Les outils économiques privilégiés par la Maison Blanche rencontrent des difficultés
Cette photo aérienne montre une vue générale des conteneurs et des cargos au port de Qingdao, dans la province orientale du Shandong, en Chine, le 2 juin 2026.

Rendre l’économie américaine plus forte a été une priorité absolue pour le président Trump au cours de son deuxième mandat.

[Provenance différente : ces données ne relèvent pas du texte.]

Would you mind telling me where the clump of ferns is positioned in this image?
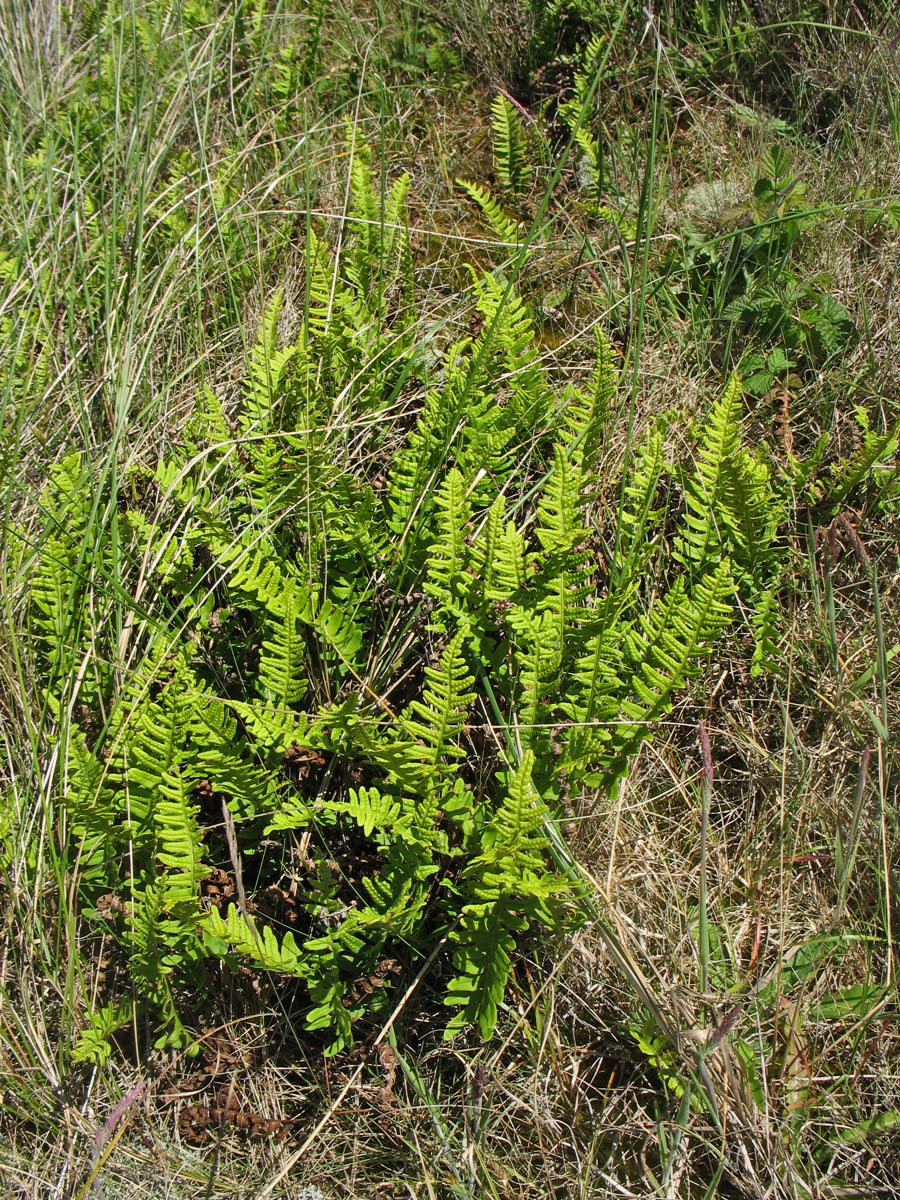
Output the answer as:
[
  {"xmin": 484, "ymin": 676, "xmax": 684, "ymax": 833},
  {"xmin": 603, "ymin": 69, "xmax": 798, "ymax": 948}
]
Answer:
[{"xmin": 23, "ymin": 140, "xmax": 806, "ymax": 1060}]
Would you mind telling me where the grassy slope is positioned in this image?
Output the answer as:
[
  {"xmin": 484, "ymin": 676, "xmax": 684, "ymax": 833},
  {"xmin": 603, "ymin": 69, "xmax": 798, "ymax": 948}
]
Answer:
[{"xmin": 0, "ymin": 2, "xmax": 900, "ymax": 1200}]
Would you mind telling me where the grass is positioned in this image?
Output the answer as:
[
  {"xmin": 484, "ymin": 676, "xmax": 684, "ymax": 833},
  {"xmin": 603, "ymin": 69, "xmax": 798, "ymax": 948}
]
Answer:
[{"xmin": 0, "ymin": 0, "xmax": 900, "ymax": 1200}]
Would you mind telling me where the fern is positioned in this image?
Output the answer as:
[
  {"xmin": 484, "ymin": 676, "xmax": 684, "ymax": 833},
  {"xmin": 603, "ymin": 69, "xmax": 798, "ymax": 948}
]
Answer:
[
  {"xmin": 26, "ymin": 142, "xmax": 840, "ymax": 1061},
  {"xmin": 456, "ymin": 179, "xmax": 522, "ymax": 246},
  {"xmin": 491, "ymin": 94, "xmax": 532, "ymax": 194},
  {"xmin": 445, "ymin": 750, "xmax": 560, "ymax": 1037}
]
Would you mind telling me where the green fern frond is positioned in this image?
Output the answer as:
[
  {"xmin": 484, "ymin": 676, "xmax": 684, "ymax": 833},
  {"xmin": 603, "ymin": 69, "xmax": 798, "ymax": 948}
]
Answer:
[
  {"xmin": 401, "ymin": 629, "xmax": 475, "ymax": 772},
  {"xmin": 425, "ymin": 468, "xmax": 472, "ymax": 611},
  {"xmin": 456, "ymin": 179, "xmax": 522, "ymax": 246},
  {"xmin": 673, "ymin": 376, "xmax": 740, "ymax": 572},
  {"xmin": 199, "ymin": 905, "xmax": 304, "ymax": 974},
  {"xmin": 239, "ymin": 290, "xmax": 296, "ymax": 434},
  {"xmin": 622, "ymin": 558, "xmax": 734, "ymax": 722},
  {"xmin": 491, "ymin": 94, "xmax": 532, "ymax": 194},
  {"xmin": 444, "ymin": 750, "xmax": 559, "ymax": 1038},
  {"xmin": 259, "ymin": 577, "xmax": 306, "ymax": 709},
  {"xmin": 155, "ymin": 770, "xmax": 209, "ymax": 920},
  {"xmin": 72, "ymin": 1000, "xmax": 134, "ymax": 1067}
]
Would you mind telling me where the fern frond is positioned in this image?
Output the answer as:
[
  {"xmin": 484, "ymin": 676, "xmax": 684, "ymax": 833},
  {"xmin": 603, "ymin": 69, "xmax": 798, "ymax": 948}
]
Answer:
[
  {"xmin": 259, "ymin": 577, "xmax": 306, "ymax": 709},
  {"xmin": 491, "ymin": 94, "xmax": 532, "ymax": 194},
  {"xmin": 401, "ymin": 630, "xmax": 475, "ymax": 772},
  {"xmin": 456, "ymin": 179, "xmax": 522, "ymax": 246},
  {"xmin": 425, "ymin": 468, "xmax": 472, "ymax": 612},
  {"xmin": 444, "ymin": 750, "xmax": 559, "ymax": 1038},
  {"xmin": 673, "ymin": 376, "xmax": 740, "ymax": 572},
  {"xmin": 199, "ymin": 905, "xmax": 302, "ymax": 974},
  {"xmin": 155, "ymin": 770, "xmax": 209, "ymax": 920},
  {"xmin": 239, "ymin": 290, "xmax": 296, "ymax": 434}
]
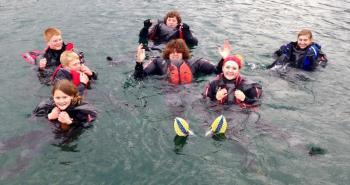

Mais deux des principaux outils utilisés par son administration pour protéger la sécurité économique se sont heurtés à des problèmes.

L’administration Trump s’est fortement appuyée sur les contrôles à l’exportation de produits technologiques potentiellement sensibles et sur les droits de douane dans le cadre de sa stratégie économique mondiale.

Cependant, aucun des deux outils n’a fonctionné comme prévu.

Un goulot d’étranglement qui vaut des milliards

Les États-Unis disposent d’un régime avancé de contrôle des exportations qui écrans et empêche parfois les pays étrangers d’acheter des produits américains ayant un usage militaire potentiel ou qui contiennent une technologie sur laquelle les États-Unis sont en concurrence avec d’autres pays.

Sean Stein, directeur du US China Business Council, n’hésite pas à faire l’éloge de ces outils dans leur concept.

« Les contrôles à l’exportation sont vraiment importants », a-t-il déclaré dans une interview. « Les contrôles à l’exportation sont une mesure de sécurité nationale qui constitue en quelque sorte un contrôle sur ce que nous échangeons. »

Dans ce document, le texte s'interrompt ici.